The Privileges Committee (like the Standards Committee but unlike all other Commons committees) has the power to call for evidence – including Whatsapp messages, documents and photographs, including all the 300 or so photographs reported to have been taken by official Downing Street photographers at the illegal Downing Street parties. The Committee can also call witnesses. The Committee would probably want to speak to Sue Gray. If it is to carry out its job properly the Committee will have no choice but to interview Boris Johnson. 

Crucially, the Privileges Committee has the power to compel the attendance of an MP. If the Prime Minister refused to comply himself –  or forbade Sue Gray from giving evidence – he would find himself in contempt to the House of Commons.

If the Committee then decides that Boris Johnson deliberately misled MPs, the Prime Minister will also have been found to have committed a contempt of the Commons. It will then have to decide what kind of sanctions should be imposed on the Prime Minister, up to and including expulsion from the Commons. These sanctions could include suspension from the Commons. More likely the Privileges Committee would simply choose to order the Prime Minister to apologise to the Commons.

If the Committee does decide to impose sanctions on the Prime Minister, such sanctions would be voted on by the entire House of Commons. Any such motion would be amendable. It is easy to envisage circumstances where such an amendment would turn into an effective vote of no confidence in the prime Minister, this time involving the entire Commons. 

Erskine May (Paragraph 15-27) notes important precedents: “The Commons may treat the making of a deliberately misleading statement as a contempt. In 1963, the House resolved that in making a personal statement which contained words which they later admitted not to be true, a former Member had been guilty of a grave contempt. 

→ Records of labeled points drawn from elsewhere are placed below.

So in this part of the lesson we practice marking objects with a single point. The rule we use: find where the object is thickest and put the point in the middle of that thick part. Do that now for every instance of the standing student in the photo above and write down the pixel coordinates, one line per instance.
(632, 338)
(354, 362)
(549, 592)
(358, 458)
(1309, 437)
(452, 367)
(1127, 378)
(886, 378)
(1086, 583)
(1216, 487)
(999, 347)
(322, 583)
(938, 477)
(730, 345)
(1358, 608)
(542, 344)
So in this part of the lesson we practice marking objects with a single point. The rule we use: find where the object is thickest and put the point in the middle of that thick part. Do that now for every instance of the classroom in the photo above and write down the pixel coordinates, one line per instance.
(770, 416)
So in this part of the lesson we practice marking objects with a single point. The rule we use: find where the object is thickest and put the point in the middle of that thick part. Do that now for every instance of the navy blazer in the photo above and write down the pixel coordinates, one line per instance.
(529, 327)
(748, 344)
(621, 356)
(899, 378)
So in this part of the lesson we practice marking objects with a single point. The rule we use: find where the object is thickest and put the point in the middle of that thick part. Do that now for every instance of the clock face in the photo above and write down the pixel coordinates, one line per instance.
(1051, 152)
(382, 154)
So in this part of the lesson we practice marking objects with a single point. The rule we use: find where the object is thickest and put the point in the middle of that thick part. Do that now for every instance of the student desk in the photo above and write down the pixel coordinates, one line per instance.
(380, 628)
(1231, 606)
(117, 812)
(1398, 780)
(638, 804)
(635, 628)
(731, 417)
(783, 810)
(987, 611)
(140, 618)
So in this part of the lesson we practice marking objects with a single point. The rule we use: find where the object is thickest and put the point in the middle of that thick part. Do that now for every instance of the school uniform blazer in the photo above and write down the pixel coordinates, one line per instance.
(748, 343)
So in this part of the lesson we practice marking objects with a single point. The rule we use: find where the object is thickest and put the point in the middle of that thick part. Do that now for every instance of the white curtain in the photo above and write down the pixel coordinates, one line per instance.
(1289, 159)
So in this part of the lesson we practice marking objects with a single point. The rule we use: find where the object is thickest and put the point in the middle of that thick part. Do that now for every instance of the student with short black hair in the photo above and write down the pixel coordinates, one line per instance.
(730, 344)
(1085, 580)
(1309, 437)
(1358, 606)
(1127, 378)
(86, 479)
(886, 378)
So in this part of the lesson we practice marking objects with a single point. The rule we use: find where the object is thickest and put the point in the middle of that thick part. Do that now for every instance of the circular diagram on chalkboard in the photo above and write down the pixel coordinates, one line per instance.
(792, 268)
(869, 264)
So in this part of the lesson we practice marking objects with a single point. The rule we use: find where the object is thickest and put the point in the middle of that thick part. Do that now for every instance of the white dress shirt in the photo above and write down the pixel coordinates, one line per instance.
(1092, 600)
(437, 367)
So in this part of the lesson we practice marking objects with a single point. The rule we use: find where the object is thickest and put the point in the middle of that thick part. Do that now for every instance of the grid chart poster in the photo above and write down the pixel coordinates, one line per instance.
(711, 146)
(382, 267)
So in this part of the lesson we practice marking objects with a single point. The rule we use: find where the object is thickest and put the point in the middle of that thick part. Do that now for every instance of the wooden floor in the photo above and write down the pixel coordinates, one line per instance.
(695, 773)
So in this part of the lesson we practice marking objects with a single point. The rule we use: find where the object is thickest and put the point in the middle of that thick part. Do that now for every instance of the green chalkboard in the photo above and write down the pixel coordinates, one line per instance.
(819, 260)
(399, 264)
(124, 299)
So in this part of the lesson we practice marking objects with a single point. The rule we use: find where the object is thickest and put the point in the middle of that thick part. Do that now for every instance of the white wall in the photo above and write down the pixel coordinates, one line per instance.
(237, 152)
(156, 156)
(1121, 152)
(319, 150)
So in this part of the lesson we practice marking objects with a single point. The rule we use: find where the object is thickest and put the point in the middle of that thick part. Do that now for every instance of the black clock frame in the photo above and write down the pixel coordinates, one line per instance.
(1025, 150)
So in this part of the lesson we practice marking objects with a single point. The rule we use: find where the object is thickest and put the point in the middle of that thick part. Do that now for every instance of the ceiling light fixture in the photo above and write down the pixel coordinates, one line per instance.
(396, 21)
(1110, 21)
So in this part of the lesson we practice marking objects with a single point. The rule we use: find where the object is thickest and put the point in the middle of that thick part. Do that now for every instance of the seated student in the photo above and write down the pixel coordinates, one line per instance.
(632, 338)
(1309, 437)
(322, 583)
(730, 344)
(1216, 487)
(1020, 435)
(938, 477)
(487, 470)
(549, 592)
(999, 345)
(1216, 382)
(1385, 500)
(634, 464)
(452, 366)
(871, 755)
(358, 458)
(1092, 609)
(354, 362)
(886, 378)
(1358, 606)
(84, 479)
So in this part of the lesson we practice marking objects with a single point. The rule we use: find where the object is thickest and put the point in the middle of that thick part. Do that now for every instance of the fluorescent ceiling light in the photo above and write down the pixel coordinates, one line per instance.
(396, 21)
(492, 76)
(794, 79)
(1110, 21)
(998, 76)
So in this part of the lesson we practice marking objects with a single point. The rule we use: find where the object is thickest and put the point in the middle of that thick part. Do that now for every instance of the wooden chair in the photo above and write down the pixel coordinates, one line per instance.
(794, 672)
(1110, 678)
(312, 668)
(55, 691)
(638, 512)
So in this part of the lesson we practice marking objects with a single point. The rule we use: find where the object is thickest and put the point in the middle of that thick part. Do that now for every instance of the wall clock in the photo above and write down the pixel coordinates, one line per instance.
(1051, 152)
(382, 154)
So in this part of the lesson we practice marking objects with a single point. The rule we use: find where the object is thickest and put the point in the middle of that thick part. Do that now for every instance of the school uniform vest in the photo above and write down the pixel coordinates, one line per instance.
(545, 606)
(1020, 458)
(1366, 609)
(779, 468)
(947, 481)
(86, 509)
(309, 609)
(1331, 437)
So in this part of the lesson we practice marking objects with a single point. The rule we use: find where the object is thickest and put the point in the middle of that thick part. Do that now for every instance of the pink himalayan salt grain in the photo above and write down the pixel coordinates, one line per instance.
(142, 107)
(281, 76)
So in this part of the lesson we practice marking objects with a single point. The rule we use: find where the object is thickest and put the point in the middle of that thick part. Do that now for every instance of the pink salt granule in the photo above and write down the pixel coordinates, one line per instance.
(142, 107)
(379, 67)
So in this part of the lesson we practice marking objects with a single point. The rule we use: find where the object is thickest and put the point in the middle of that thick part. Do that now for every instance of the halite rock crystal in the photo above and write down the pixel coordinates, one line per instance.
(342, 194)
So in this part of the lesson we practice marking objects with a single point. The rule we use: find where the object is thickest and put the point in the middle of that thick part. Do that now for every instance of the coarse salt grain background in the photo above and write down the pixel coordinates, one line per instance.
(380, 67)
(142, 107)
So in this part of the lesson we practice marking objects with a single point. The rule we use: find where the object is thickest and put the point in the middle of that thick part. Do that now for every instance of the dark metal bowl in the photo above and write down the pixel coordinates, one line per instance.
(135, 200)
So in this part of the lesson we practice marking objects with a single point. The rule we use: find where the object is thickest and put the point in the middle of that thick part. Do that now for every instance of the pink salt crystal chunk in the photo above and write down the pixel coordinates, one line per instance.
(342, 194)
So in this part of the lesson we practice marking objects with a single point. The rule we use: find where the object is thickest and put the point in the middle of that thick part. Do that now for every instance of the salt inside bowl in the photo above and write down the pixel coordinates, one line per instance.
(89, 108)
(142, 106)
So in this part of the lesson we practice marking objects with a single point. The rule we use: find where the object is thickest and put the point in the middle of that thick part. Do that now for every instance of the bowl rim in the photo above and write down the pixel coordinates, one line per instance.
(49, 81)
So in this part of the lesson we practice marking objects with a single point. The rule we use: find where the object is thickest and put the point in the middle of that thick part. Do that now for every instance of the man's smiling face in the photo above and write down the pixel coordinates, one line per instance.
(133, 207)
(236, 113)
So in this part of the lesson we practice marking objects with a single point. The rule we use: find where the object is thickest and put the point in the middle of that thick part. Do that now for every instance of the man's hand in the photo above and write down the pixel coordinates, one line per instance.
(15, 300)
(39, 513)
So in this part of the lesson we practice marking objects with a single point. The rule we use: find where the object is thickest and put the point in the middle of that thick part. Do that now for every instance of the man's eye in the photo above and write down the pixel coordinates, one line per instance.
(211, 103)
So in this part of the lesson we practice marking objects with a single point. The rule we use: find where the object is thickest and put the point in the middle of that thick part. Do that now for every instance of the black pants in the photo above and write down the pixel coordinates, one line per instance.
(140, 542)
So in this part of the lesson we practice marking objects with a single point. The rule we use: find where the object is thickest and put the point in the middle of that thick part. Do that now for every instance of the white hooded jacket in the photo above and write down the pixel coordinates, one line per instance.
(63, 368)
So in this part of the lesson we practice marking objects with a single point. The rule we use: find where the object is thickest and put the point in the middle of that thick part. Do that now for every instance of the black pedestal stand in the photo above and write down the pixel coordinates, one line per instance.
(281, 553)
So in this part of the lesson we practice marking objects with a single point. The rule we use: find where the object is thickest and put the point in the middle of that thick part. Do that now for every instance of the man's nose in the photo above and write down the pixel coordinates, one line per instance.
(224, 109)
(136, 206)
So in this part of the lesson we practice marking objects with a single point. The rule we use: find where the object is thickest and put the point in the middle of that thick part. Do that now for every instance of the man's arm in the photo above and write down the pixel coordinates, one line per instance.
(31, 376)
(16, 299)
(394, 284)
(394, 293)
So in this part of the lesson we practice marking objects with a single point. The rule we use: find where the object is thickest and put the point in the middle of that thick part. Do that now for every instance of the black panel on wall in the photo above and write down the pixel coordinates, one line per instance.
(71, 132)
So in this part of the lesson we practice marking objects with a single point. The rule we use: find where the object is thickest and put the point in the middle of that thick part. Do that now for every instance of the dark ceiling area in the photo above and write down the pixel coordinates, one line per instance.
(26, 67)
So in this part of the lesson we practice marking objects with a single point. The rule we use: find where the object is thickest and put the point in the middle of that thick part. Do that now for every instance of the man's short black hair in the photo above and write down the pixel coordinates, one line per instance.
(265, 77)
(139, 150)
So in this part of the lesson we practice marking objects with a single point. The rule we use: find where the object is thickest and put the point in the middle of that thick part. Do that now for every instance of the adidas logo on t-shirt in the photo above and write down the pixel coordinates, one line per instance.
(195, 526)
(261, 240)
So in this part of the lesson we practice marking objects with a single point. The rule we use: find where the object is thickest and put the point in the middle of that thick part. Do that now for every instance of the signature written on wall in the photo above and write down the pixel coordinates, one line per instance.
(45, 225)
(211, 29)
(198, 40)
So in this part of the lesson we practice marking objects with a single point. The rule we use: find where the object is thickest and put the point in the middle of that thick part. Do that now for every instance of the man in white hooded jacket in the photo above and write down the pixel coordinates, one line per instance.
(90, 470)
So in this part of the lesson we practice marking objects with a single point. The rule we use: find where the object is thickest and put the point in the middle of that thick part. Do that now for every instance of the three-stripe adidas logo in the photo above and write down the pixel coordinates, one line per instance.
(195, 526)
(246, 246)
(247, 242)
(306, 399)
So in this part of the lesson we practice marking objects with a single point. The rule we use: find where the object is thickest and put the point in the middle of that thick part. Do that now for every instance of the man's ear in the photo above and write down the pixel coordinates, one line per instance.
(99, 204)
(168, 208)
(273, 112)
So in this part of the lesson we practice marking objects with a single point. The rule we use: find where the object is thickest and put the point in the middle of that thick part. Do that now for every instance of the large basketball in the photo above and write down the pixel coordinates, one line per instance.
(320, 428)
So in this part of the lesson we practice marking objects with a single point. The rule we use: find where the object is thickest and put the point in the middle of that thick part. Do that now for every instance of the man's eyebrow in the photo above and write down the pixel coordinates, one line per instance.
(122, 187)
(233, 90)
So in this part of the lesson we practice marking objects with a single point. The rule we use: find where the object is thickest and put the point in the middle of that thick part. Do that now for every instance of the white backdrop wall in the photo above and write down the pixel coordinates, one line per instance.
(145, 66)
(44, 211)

“In 2006, the Committee on Standards and Privileges concluded that a Minister who had inadvertently given a factually inaccurate answer in oral evidence to a select committee had not committed a contempt, but should have ensured that the transcript was corrected. The Committee recommended that they should apologise to the House for the error.”

In this case the crucial charge against Boris Johnson is that – to quote Keir Starmer – “the Prime Minister has been accused of repeatedly, deliberately and routinely misleading the House over parties held in Downing Street during lockdown. That is a serious allegation. If it is true, it amounts to contempt of Parliament.”

In an eloquent passage the Labour leader added: “The convention that Parliament must not be misled and that, in return, we do not accuse each other of lying are not curious quirks of this strange place but fundamental pillars on which our constitution is built, and they are observed wherever parliamentary democracy thrives. With them, our public debate is elevated. When Members assume good faith on behalf of our opponents, we can explore, test and interrogate our reasonable disagreements about how we achieve our common goals. Ultimately, no matter which Benches we sit on, no matter which Whip we follow, fundamentally we are all here for one reason: to advance the common goals of the nations, of the peoples, that make up our United Kingdom.”

Starmer went on: “When nations are divided, when they live in different worlds with their own truths and their own alternative facts, democracy is replaced by an obsession with defeating the other side. Those we disagree with become enemies. The hope of learning and adapting is lost. Politics becomes a blood sport rather than a quest to improve lives; a winner-takes-all politics where, inevitably, everyone loses out.”

Setting out the importance of the case he added: “Government Members know that the Prime Minister has stood before the House and said things that are not true, safe in the knowledge that he will not be accused of lying because he cannot be. He stood at the Dispatch Box and point-blank denied that rule breaking took place when it did, and as he did so he was hoping to gain extra protection from our good faith that no Prime Minister would ever deliberately mislead this House. He has used our faith and our conventions to cover up his misdeeds.”